Setting initial value $a^{(0)}=b^{(0)}=1$, we may find optimal solution for $a$ and $b$.

BUT REALLY, here we may compute directly $\log P(X \mid a, b)$ due to the conjugate beta prior!

It turns out that

\[L(a,b) \triangleq \log P(X \mid a, b) = \log\frac{B(N_++a,N_-+b)}{B(a,b)}\,.\]

Hence,

\[\begin{cases} \frac{\partial L}{\partial a} = \psi(N_++a) + \psi(a+b) - \psi(a) - \psi(N_++N_-+a+b)\\ \frac{\partial L}{\partial b} = \psi(N_-+b) + \psi(a+b) - \psi(b) - \psi(N_++N_-+a+b)\\ \end{cases}\]

Coding time:

import numpy as np
from scipy.special import digamma, betaln
from scipy.optimize import minimize

# the log-likelihood
def fun(x, p, n):
    a, b = x
    # the minus sign is because we are doing gradient descent (not ascent)
    return -(betaln(p + a, n + b) - betaln(a, b))

def jac(x, p, n):
    a, b = x
    # the minus sign is because we are doing gradient descent (not ascent)
    ja = -(digamma(p + a) + digamma(a + b) - digamma(a)
           - digamma(p + n + a + b))
    jb = -(digamma(n + b) + digamma(a + b) - digamma(b)
           - digamma(p + n + a + b))
    return np.array([ja, jb])

# Suppose N+ = 6 and N- = 0:
print(minimize(fun, np.ones(2), args=(6, 0), method='L-BFGS-B', jac=jac,
               bounds=[(1e-10, None), (1e-10, None)]))

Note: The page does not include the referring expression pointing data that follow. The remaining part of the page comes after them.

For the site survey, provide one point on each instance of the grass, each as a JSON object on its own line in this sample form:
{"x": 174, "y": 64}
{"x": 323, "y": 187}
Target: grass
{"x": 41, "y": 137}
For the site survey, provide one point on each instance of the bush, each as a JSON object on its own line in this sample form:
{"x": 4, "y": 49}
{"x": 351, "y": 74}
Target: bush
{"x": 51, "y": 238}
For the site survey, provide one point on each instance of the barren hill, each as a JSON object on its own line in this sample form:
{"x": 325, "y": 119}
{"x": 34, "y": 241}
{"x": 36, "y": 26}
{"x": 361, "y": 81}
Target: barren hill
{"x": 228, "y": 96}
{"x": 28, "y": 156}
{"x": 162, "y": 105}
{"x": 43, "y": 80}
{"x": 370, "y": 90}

The optimization result is:

message: CONVERGENCE: NORM_OF_PROJECTED_GRADIENT_<=_PGTOL
  success: True
   status: 0
      fun: 1.6934720292738348e-10
        x: [ 1.817e+00  1.000e-10]
      nit: 2
      jac: [-5.917e-11  1.693e+00]
     nfev: 3
     njev: 3
 hess_inv: <2x2 LbfgsInvHessProduct with dtype=float64>

From the result, the mean of the prior distribution goes to 1.0 (from left), the mode does not exists, and the density at 1.0 goes to infinity. Such prior will drive $\theta$ to 1. We observe that the model has severly overfit, exactly the same case if we were using simple MLE.

Conclusion

In conclusion, data-driven approach to set hyperparameters (e.g. empirical Bayes) (, at least in this example,) works only when there are enough well-sampled data.